"Wszystko w życiu jest kwestią motywacji."
Gdy sześcioletni Max znika w niewyjaśnionych okolicznościach, a znany z takich zagrywek morderca nie chce się przyznać, Till wie, że musi wziąć sprawy w swoje ręce. To jedyny sposób, by on sam odzyskał ojcowski spokój, ale żeby tego dokonać musi poczynić ostateczne kroki i dostać się do szpitala psychiatrycznego, który okazuję się nie tylko jego zgubą, ale także rozwiązaniem. Ale co jeśli nawet prawda nie będzie w stanie przynieść ulgi?
Od samego początku obawiałam się, że książka w zbyt mocny sposób ugodzi w moją wrażliwość, choćby ze względu na poruszany przez nią temat porwań i zabójstw kilkuletnich dzieci. Ostatecznie jednak okazało się, że historia ta napisana jest w odpowiednio wyważony sposób, którym, owszem, dociera do człowieka i porusza go, jednak jest na tyle łagodny, że ten człowiek jest w stanie dotrwać do końca. A i nawet nie jest w stanie zbyt przedwcześnie się od tej historii oderwać.
Docierając do zakończenia "Pacjenta" byłam przekonana, że moja końcowa ocena tej historii będzie znacznie niższa od obecnej, gdyż nadciągający wielki finał wcale nie wydawał mi się tak wielki. Jednak w momencie, gdy wydawało mi się, że nic mnie już nie zaskoczy, Fitzek podsunął mi pod nos kolejne poszlaki, które na nowo rozbudziły we mnie zamiłowanie do tej historii. I niestety, albo stety, moje rozwiązanie nie okazało się prawidłowe.

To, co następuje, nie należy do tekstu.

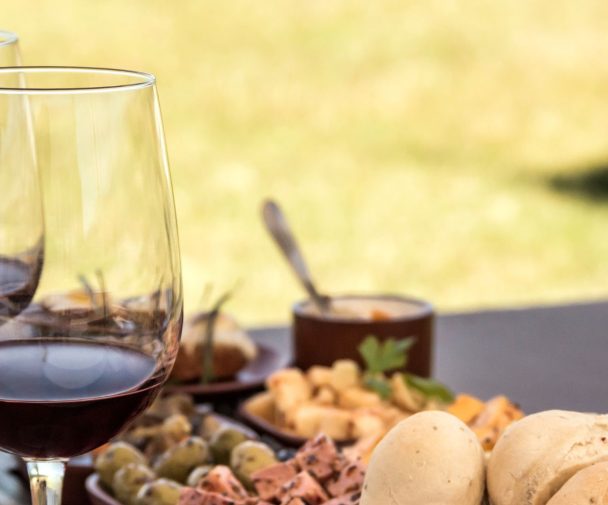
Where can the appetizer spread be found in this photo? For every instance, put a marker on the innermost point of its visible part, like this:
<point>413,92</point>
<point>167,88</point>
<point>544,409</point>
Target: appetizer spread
<point>350,404</point>
<point>238,472</point>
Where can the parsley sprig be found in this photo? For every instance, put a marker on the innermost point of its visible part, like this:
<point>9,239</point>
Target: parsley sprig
<point>382,357</point>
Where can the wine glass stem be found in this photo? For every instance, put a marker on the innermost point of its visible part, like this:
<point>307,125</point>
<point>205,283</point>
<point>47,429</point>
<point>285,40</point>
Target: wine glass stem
<point>46,481</point>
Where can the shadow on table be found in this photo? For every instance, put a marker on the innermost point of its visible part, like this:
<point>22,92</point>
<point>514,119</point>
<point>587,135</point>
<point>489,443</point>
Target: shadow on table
<point>589,184</point>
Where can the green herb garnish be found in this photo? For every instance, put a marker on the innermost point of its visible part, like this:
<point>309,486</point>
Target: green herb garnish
<point>430,388</point>
<point>384,356</point>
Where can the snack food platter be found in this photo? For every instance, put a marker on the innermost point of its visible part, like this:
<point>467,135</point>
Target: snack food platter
<point>462,339</point>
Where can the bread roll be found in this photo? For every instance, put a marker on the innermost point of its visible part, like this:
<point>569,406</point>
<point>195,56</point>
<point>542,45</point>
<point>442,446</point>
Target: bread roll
<point>538,454</point>
<point>431,458</point>
<point>588,486</point>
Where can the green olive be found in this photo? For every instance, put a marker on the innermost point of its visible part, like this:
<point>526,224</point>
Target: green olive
<point>223,441</point>
<point>116,456</point>
<point>159,492</point>
<point>128,480</point>
<point>177,463</point>
<point>249,457</point>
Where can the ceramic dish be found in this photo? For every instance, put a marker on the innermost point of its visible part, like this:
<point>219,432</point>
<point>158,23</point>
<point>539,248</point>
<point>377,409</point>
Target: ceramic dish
<point>250,378</point>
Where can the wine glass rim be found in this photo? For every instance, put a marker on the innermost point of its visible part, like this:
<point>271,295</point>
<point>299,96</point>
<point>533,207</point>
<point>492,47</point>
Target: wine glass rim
<point>7,38</point>
<point>145,80</point>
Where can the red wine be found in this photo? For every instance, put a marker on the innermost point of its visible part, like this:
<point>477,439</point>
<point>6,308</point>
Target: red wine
<point>61,398</point>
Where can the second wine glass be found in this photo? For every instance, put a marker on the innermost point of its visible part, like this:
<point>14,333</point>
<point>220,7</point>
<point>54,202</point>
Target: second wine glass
<point>101,335</point>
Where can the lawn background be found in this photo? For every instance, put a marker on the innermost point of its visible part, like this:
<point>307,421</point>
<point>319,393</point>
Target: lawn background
<point>454,150</point>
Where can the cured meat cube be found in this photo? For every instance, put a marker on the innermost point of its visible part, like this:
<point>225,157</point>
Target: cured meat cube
<point>318,456</point>
<point>303,486</point>
<point>349,479</point>
<point>268,481</point>
<point>221,480</point>
<point>350,499</point>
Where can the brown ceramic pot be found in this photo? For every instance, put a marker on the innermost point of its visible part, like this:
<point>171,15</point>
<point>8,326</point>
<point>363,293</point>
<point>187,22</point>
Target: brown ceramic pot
<point>321,339</point>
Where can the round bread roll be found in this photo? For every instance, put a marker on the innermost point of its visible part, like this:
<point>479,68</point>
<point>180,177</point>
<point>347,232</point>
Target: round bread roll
<point>430,458</point>
<point>589,486</point>
<point>538,454</point>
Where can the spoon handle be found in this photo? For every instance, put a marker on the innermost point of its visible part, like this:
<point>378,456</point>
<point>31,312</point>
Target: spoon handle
<point>279,229</point>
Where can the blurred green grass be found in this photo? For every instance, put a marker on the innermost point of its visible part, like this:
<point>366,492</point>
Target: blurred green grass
<point>412,144</point>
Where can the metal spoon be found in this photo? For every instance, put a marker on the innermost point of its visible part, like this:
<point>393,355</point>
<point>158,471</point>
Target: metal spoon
<point>279,229</point>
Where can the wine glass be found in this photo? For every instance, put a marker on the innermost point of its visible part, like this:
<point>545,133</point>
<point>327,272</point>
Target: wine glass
<point>20,211</point>
<point>9,49</point>
<point>100,337</point>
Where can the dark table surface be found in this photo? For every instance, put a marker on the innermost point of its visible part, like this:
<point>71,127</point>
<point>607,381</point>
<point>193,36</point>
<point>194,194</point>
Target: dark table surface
<point>541,357</point>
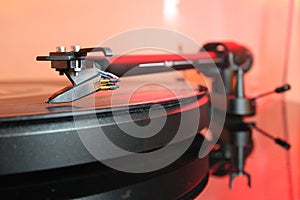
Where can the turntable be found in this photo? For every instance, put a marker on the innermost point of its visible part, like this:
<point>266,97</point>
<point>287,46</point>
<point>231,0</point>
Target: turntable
<point>131,137</point>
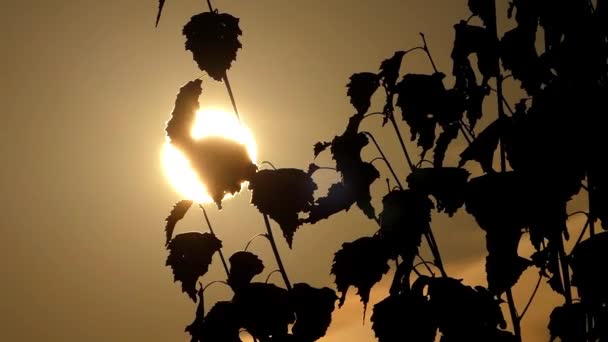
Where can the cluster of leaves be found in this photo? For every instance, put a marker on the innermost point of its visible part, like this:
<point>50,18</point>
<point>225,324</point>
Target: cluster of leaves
<point>549,144</point>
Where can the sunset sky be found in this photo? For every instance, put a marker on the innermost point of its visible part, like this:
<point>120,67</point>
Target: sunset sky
<point>88,86</point>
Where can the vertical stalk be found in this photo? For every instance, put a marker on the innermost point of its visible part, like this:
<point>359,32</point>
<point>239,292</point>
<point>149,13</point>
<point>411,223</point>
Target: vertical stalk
<point>275,250</point>
<point>493,27</point>
<point>220,250</point>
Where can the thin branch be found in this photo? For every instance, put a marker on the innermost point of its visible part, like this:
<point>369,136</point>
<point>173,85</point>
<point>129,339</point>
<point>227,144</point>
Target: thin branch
<point>211,230</point>
<point>275,250</point>
<point>368,134</point>
<point>540,277</point>
<point>253,239</point>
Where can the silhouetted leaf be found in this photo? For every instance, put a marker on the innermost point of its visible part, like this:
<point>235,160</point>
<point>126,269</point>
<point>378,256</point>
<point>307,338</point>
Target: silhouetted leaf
<point>264,310</point>
<point>213,39</point>
<point>243,267</point>
<point>179,127</point>
<point>448,185</point>
<point>177,213</point>
<point>587,274</point>
<point>221,164</point>
<point>569,323</point>
<point>313,308</point>
<point>282,194</point>
<point>360,263</point>
<point>389,70</point>
<point>161,3</point>
<point>420,99</point>
<point>190,256</point>
<point>483,147</point>
<point>360,90</point>
<point>404,315</point>
<point>320,147</point>
<point>483,9</point>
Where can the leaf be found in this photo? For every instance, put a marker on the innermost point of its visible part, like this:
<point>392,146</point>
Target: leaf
<point>360,263</point>
<point>503,265</point>
<point>264,310</point>
<point>449,133</point>
<point>360,90</point>
<point>179,127</point>
<point>320,147</point>
<point>420,98</point>
<point>448,185</point>
<point>389,70</point>
<point>587,274</point>
<point>569,323</point>
<point>483,147</point>
<point>243,267</point>
<point>404,314</point>
<point>483,9</point>
<point>213,39</point>
<point>222,165</point>
<point>190,256</point>
<point>282,194</point>
<point>177,213</point>
<point>313,308</point>
<point>161,3</point>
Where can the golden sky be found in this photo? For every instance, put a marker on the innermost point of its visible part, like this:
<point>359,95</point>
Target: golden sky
<point>87,89</point>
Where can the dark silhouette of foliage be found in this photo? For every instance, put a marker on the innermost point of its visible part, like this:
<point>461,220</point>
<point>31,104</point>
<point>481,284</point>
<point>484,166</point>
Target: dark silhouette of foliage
<point>213,39</point>
<point>548,147</point>
<point>360,90</point>
<point>177,213</point>
<point>361,264</point>
<point>243,267</point>
<point>282,194</point>
<point>313,308</point>
<point>190,256</point>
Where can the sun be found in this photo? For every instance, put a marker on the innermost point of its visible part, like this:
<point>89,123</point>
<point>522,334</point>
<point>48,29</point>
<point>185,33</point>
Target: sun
<point>209,122</point>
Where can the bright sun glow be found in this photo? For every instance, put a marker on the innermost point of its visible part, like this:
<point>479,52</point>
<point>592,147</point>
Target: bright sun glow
<point>209,122</point>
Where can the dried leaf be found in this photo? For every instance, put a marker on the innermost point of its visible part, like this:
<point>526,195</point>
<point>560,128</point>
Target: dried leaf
<point>389,70</point>
<point>360,263</point>
<point>360,90</point>
<point>569,323</point>
<point>448,185</point>
<point>282,194</point>
<point>313,308</point>
<point>161,4</point>
<point>243,267</point>
<point>404,314</point>
<point>213,39</point>
<point>190,256</point>
<point>221,164</point>
<point>264,310</point>
<point>177,213</point>
<point>179,127</point>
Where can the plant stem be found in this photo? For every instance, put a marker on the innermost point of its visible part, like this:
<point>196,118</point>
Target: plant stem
<point>276,252</point>
<point>211,230</point>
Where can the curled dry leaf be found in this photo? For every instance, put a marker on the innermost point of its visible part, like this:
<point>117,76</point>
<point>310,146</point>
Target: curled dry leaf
<point>282,194</point>
<point>213,39</point>
<point>190,256</point>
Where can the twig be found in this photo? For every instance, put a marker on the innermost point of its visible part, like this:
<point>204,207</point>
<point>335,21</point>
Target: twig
<point>275,250</point>
<point>211,230</point>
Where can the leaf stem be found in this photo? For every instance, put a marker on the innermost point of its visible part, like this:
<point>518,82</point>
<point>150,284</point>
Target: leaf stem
<point>275,250</point>
<point>390,167</point>
<point>211,230</point>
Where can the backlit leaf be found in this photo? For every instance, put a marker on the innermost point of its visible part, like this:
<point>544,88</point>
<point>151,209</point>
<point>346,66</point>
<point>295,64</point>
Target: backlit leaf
<point>190,256</point>
<point>213,39</point>
<point>177,213</point>
<point>243,267</point>
<point>282,194</point>
<point>360,90</point>
<point>313,308</point>
<point>361,264</point>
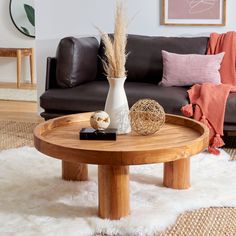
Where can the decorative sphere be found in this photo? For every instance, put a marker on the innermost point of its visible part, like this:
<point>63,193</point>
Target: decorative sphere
<point>146,116</point>
<point>99,120</point>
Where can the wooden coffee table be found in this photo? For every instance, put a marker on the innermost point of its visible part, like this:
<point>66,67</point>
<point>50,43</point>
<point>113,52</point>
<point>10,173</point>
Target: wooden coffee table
<point>173,145</point>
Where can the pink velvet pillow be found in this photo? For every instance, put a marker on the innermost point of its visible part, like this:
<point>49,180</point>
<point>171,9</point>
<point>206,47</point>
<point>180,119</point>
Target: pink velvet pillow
<point>189,69</point>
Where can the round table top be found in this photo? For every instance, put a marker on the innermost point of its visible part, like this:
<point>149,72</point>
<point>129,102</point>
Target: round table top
<point>180,137</point>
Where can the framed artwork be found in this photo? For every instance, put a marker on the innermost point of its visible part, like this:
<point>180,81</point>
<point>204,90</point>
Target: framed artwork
<point>194,12</point>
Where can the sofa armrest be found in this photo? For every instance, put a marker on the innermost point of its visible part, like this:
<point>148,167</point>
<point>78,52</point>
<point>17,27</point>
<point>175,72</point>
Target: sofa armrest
<point>51,73</point>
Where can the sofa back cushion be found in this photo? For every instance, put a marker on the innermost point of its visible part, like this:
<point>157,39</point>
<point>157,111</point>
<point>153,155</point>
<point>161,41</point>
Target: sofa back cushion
<point>76,61</point>
<point>144,62</point>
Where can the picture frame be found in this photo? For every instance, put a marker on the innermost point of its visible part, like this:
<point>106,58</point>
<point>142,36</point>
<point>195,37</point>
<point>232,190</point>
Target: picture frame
<point>194,12</point>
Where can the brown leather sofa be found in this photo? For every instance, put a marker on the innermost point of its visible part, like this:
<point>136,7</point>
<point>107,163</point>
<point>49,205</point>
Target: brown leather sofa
<point>75,80</point>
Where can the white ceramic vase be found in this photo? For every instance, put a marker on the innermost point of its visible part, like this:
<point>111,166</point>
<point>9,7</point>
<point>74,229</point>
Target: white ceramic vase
<point>117,106</point>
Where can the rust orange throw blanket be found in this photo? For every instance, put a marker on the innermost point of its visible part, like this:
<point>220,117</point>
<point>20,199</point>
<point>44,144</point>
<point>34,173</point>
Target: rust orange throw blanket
<point>209,100</point>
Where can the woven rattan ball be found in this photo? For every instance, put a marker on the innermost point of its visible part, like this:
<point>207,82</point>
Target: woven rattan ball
<point>146,116</point>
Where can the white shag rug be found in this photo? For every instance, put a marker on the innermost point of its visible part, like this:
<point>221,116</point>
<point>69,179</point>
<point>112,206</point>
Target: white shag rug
<point>35,201</point>
<point>18,94</point>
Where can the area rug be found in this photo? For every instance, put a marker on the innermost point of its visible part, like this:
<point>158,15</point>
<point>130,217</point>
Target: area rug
<point>16,133</point>
<point>18,94</point>
<point>35,201</point>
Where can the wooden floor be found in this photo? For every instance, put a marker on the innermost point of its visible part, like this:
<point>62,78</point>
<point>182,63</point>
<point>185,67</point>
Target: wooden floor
<point>16,110</point>
<point>20,111</point>
<point>22,85</point>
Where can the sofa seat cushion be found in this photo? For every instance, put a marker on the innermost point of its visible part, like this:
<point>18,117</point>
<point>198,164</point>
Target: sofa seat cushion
<point>92,96</point>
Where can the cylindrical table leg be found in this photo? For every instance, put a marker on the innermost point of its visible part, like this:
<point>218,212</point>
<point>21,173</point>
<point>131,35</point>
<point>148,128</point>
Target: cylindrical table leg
<point>74,171</point>
<point>113,191</point>
<point>177,174</point>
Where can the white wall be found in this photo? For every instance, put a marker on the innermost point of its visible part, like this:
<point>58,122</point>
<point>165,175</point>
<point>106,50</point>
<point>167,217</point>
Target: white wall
<point>57,19</point>
<point>10,37</point>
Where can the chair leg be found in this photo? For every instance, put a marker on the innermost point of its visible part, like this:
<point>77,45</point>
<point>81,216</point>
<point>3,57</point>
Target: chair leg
<point>32,60</point>
<point>18,67</point>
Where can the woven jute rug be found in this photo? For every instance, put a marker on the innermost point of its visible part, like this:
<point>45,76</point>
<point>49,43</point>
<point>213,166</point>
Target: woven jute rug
<point>16,134</point>
<point>206,221</point>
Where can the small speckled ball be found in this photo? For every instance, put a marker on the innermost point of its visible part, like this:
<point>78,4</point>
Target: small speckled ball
<point>146,117</point>
<point>99,120</point>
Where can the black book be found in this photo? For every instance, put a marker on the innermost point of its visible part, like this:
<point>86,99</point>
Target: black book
<point>92,134</point>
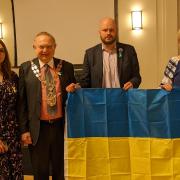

Historia Maxa i jego poszukującym wciąż go ojcu będzie w stanie poruszyć niejednego, nawet i bardzo wymagającego czytelnika. Krótkie, ale trafione opisy, w większości zachowane realia i odpowiednio wplątana w to wszystko skomplikowana zagadka – to tylko ułamki tego, co możecie znaleźć w "Pacjencie"!
Za możliwość przeczytania dziękuję wydawnictwu Amber.